In other words, he doesn’t want a surtax on the uber-wealthy to pay form national health care. And Rep. McMahon is joined by a quite a few other newly-minted Democratic representatives who are serving in affluent suburbs. The Democrats won these districts largely because of the Southern cultural swing of the Republicans during the latter half of the Gingrich Revolution. Tom DeLay and Bill Frist didn’t sell in Greenwich, Connecticut or Northern Virginia, but those are the two richest areas of the country.
Rep. McMahon is right that money doesn’t go as far on Staten Island as it does in most of the rest of the country, but that doesn’t alleviate him from his duty as a Democrat to help the president pass his health care agenda in a fiscally responsible way. That means the bill must be paid for. Who does McMahon think is going to pay for it if not the super-wealthy?
First of all, I’m not going to cry about raising taxes on couples making over 350k / year. But I think the overall point is a valid one, and it raises an interesting question : with the ease of access to copious amounts of data that we have and the sheer speed of computation, why are we still writing legislation assuming we don’t know anything and can’t figure anything out?
By that I mean why use set income levels for calculating tax rates when we could instead use income as a percent of average cost of living for your area? If you make 500% of the average cost of living for your area, maybe you pay 1% surtax for health care…600%, you pay 1.2%, etc, etc.
Maybe the reason we don’t do things that way is that it just sounds more complicated to the average joe and our tax code is already nightmarish enough. But it drives me nuts that we have all this information and haven’t seemed to figure out how to use it yet.
good point in the abstract, but imagine the infighting that would cause in Congress. It’s bad enough that states sabotage each other in a race to be the most tax and corporate friendly. If you take it to definable population centers, you’ve really got problems.

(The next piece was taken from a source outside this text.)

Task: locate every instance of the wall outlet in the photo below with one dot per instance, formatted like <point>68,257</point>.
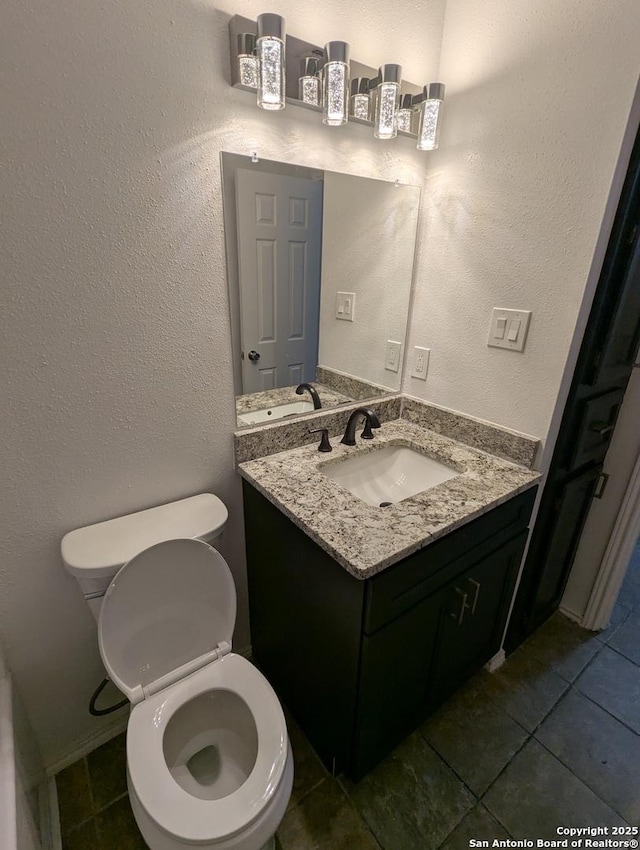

Taxes are taxes no matter where they come from. I do not want a road out here to keep up, no do I want a family oput here that I do not know to pay for their insurance. I will pay my taxes to keep the roads and insurances of all ppl’s and roads as the government sees fit. I have worked many many years in the force and I feel my taxes are just. they do keep, however, going up almost every years, depending on how much I make that particular year. This why I am now in a position of not working any overtime like I use to do. The old saying the more you make, the more they take. Besides, I am getting too old to do much more work than I am already doing…;o)
Good to see you Ew
how rural is your part of Tennessee?